The Frechet Inception Distance (FID)3 shares similarities with FVD in its approach, evaluating videos by analyzing the features of individual frames derived from an image classification model trained on ImageNet.

KID

The Kernel Inception Distance (KID)4 is similar to FID and quantifies the dissimilarity between two sets of videos by computing the squared maximum mean discrepancy of the features of frames through multiple samplings. Unlike FID, KID utilizes an unbiased estimator with a third-degree kernel, aligning more consistently with human perception. The applied image classification model is same as the model FID applied.

IS

The Inception Score (IS)2 shares similarities with ISV in its approach, evaluating videos by analyzing the predictions of individual frames derived from an image classification model trained on ImageNet.

PR

The Precision/Recall (PR)5 estimates the distribution of features of frames in the feature space by demarcating a region within the distance to the k-nearest neighbor features. It then assesses the precision and recall of frame generation by determining whether samples fall within the distributions of the real and fake datasets. The features are extracted from the VGG image classification model6 trained on ILSVRC-2012.

Reference:

  • [1] Unterthiner, Thomas, et al. "Towards accurate generative models of video: A new metric & challenges." arXiv preprint arXiv:1812.01717 (2018).

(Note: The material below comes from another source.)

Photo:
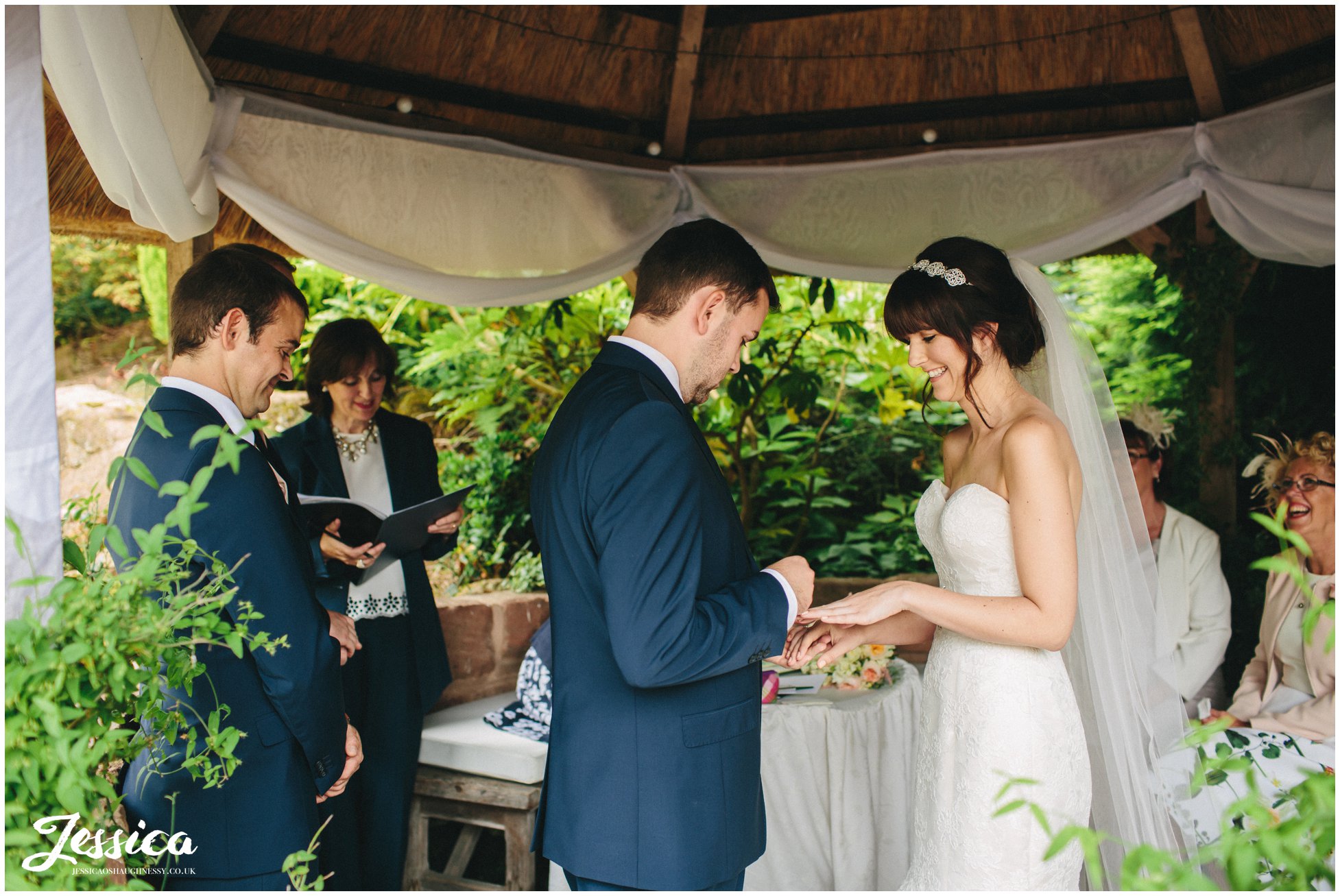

  • [2] Salimans, Tim, et al. "Improved techniques for training gans." Advances in neural information processing systems 29 (2016).

  • [3] Heusel, Martin, et al. "Gans trained by a two time-scale update rule converge to a local nash equilibrium." Advances in neural information processing systems 30 (2017).

  • [4] Bińkowski, Mikołaj, et al. "Demystifying mmd gans." arXiv preprint arXiv:1801.01401 (2018).

  • [5] Kynkäänniemi, Tuomas, et al. "Improved precision and recall metric for assessing generative models." Advances in neural information processing systems 32 (2019).

  • [6] Simonyan, Karen, and Andrew Zisserman. "Very deep convolutional networks for large-scale image recognition." arXiv preprint arXiv:1409.1556 (2014).